A limitation might be that only experienced readers have rated. Another limitation might be that by simplified IVIM approach parameters D and f were only estimated using an approximation7,30,31. On the other side, the use of explicit formulas instead of fitting procedures enables a simple and stable determination leading to reliable information. It should be mentioned that in breast DWI it is important to use good fat-suppression such as short time inversion recovery (STIR) fat-suppression or spectral adiabatic (or attenuated) inversion recovery (SPAIR) after good B0 shimming44. STIR leads to better fat suppression homogeneity than spectral-selective methods44,45,46 and thus to less partial volume effects with unsuppressed fat signal being a problem due to large water-fat-shift in single-shot DWI47. For STIR, a better lesion detectability was found compared to spectral pre-saturation with inversion recovery (SPIR)48 but not compared to SPAIR44. For STIR, a larger measurement reproducibility of ADC was found compared to SPIR47. On the other hand, STIR is not suitable for use after the injection of gadolinium-based contrast agents44,46 and ADC values obtained with STIR may be over/underestimated depending on the T1 and ADC profile within tissue44. In contrast to fatty breasts, dense breasts did not affect lesion detectability and ADC values49. In general, DWI is not suited for patients with implants and in case of small lesions. Since the IVIM parameter f depends on the relaxation times, f may vary with field strength and sequence parameters used (especially b-values, echo times and repetition times)50, this also applies to the cut-off points used for the index maps.

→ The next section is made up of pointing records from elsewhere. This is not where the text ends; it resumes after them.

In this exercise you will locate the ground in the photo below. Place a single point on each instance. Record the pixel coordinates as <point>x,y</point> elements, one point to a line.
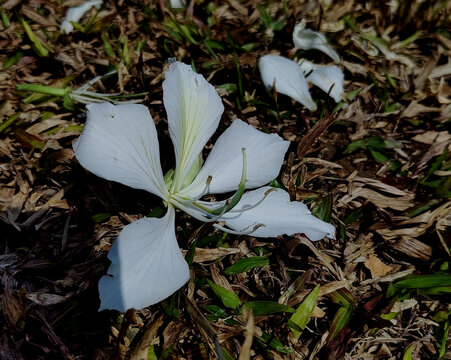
<point>376,165</point>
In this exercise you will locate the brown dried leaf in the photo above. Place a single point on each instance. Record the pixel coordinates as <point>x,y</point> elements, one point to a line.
<point>376,266</point>
<point>306,143</point>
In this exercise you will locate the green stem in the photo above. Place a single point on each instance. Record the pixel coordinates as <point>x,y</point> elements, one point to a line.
<point>42,89</point>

In future studies, the visual assessment of IDf index maps displayed as two-colour b800 overlay should be evaluated as a stand-alone screening tool.

In conclusion, the inconvenient combined ROI-analysis of D′ and f′ parameter maps that are the gold standard when DWI is used as stand-alone tool can be replaced by the more convenient visual assessment of IDf index map displayed as two-colour b800 overlay without any loss in accuracy. The search for a perfusion hot spot as a sign of malignancy can be easy performed in clinical routine.